Finally, we tested the chain mediating effect (H3) of social support and mindfulness to alleviate the effect of psychological distress on academic self-efficacy. Several studies have shown a significant positive relationship between social support and mindfulness. The multi-factor theory of psychological stress believes that when faced with stressors, individuals with more social support can pay more attention to their own physical and mental status and focus on the present, thereby reducing uncertainty, anxiety and worry, and ultimately helping individuals cope with stressors in a positive way [56, 57]. In summary, it is suggested that nursing educators should focus on improving students’ social support and mindfulness, so as to relieve students’ psychological distress caused by academic, clinical practice and employment, and finally enhance their confidence, courage and academic self-efficacy to complete learning goals and achieve ideals. Since the end of the COVID-19 pandemic, students have returned to normal study and life. Their perceived social support increased their mental health and social adaptability [58]. In addition, we found that social support can also help people get rid of anxiety and depression by actively raising the level of mindfulness. Mindfulness helps them focus on the present and adjust their state to adapt to the current learning and life, promotes students to generate more academic self-efficacy, and improves learning enthusiasm and academic performance [57, 59, 60].

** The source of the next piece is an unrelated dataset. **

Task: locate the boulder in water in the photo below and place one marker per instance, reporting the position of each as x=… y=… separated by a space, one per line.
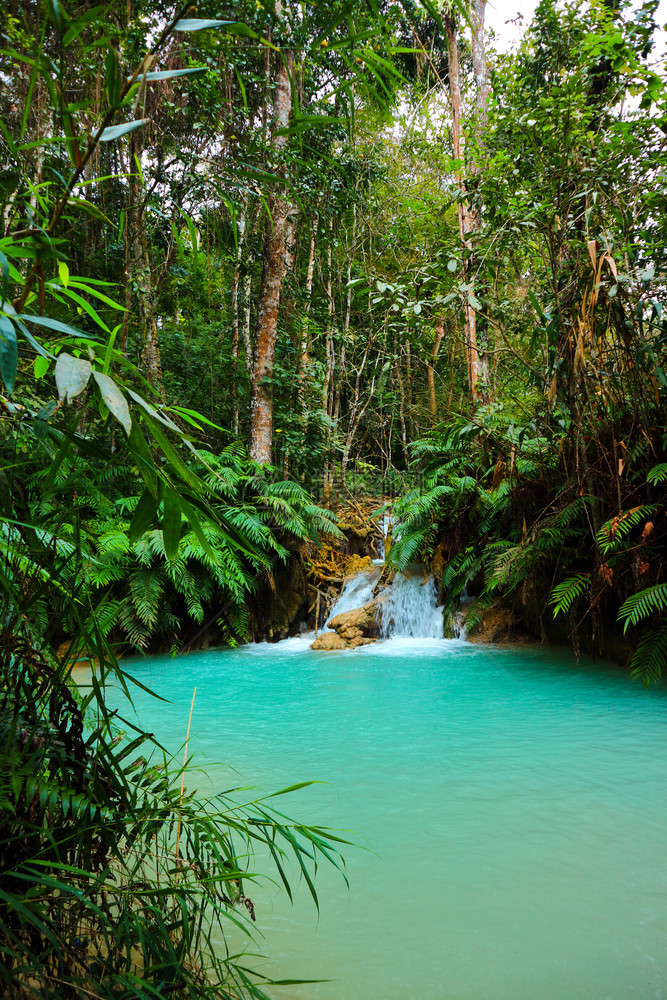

Although the COVID-19 has passed and the public has returned to normal life and production, the COVID-19 has also brought a warning to the education community. With the global political situation and climate change, public health and security incidents are common, which is very unfavourable for college students with immature psychological development. How to improve the psychological adaptability and academic self-efficacy of college students before the outbreak of public health events is a problem worthy of in-depth consideration by educators around the world.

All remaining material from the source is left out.